I don't need to ask if anyone else made the trip to the
arts festival in tiny little Lake City this past week because the town was bustling with people touring the
art displays. What a brilliant idea! Lake City is the home town of Darla Moore. Under her guidance, they renovated some of the buildings, encouraged business owners and announced an art festival with combined prizes of $100,000. That was enough to get people's attention!
The entire town seems in on the idea with paintings hanging in restaurants, shops and barbershops. Locals asked if I wanted to take pictures of them (I did!) and posed for me. The hostess of the buffet restaurant was amazing that she had a piece of art valued at $50,000 on her wall. Visitors were invited to vote on their favorites which meant every single one of us was welcome to traipse through each business. I loved the idea! I didn't have enough time to visit all the art but did a quick run through town and then headed out to Darla Moore's botanical garden.
Here is a quote from
Charleston Magazine's recent interview:
But will the experiment work? Will visitors coming to see art be seduced
by a quaint town’s quiet charms and stay a while, spend some tourism
bucks? Maybe buy one of those 1910 fixer-uppers? Start a small business?

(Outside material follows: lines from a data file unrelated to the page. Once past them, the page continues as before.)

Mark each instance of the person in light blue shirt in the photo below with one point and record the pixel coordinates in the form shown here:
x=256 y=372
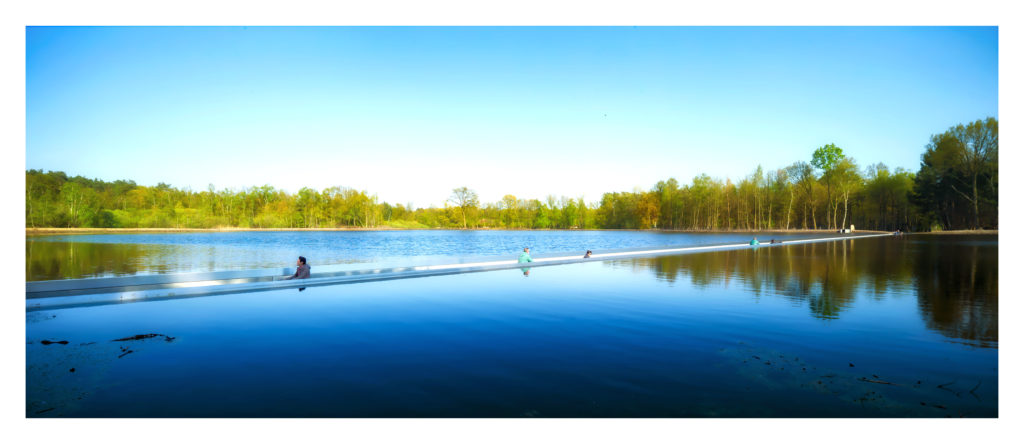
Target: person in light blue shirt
x=524 y=257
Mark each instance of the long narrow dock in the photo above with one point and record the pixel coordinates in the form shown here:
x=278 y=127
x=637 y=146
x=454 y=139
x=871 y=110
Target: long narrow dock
x=78 y=293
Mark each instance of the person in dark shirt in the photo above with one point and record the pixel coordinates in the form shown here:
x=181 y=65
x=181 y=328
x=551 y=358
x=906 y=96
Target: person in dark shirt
x=301 y=270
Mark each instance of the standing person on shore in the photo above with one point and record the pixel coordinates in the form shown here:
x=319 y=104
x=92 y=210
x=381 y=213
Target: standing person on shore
x=301 y=269
x=524 y=257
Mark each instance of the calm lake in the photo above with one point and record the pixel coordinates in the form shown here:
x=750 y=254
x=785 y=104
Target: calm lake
x=68 y=257
x=887 y=326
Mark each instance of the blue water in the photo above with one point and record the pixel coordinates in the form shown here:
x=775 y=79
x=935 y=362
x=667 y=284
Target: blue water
x=60 y=257
x=800 y=330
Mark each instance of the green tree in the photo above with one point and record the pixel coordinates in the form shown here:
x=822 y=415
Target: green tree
x=465 y=200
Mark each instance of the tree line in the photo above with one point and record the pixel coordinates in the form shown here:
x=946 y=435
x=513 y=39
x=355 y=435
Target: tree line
x=956 y=187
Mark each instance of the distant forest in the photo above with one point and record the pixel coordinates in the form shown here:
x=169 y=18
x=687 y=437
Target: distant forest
x=956 y=187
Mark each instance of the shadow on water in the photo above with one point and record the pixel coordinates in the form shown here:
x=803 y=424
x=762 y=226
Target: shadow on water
x=954 y=278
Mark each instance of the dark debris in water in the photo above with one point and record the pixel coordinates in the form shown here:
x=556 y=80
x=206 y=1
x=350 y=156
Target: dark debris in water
x=139 y=337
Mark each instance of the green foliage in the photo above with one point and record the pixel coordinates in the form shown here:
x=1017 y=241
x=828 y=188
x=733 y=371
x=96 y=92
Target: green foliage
x=956 y=187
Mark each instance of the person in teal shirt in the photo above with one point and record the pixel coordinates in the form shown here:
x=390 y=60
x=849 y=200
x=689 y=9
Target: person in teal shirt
x=524 y=257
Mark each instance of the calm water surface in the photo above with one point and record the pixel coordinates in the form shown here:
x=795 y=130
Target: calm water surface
x=869 y=327
x=67 y=257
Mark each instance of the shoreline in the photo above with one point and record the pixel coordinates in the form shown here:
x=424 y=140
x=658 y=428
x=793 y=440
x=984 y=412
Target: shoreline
x=52 y=230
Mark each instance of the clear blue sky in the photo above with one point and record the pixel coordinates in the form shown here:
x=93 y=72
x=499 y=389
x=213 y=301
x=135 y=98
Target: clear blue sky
x=412 y=113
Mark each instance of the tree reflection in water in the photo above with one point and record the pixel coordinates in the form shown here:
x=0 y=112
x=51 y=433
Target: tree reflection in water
x=954 y=277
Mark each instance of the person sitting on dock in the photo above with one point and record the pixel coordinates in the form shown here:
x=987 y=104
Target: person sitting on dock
x=524 y=257
x=301 y=270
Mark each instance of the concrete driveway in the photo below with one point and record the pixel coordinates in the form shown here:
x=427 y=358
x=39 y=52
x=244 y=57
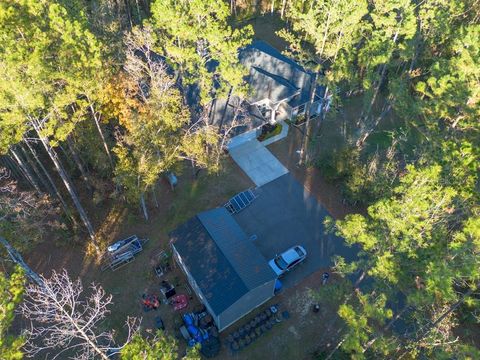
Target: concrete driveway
x=286 y=214
x=257 y=162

A new hotel is already slated to open soon, a hopeful sign. ArtFields
takes its lead from a similar event in Grand Rapids, Michigan, that had
positive economic development outcomes, but the net gain for Lake City,
besides the prize winning artworks that will stay in the city’s public
spaces, remains to be seen. “Dr. George Washington Carver said, ‘Where
there is no vision, there is no hope’,” says Lake City mayor Lovith
Anderson Jr. “The people of Lake City and the surrounding communities
are the beneficiaries of the hope and promise and progress which have
sprung from the visionary effort and leadership of Darla Moore.”
My daughter took business and economics at USC and Darla Moore has been so generous in supporting her Alma Mater and the
Darla Moore School of Business that I have been grateful fan for years. I will be delighted if this experiment works to revive a sleepy small town in South Carolina. Next year let's get some buses lined up to take people from Charleston for a field trip!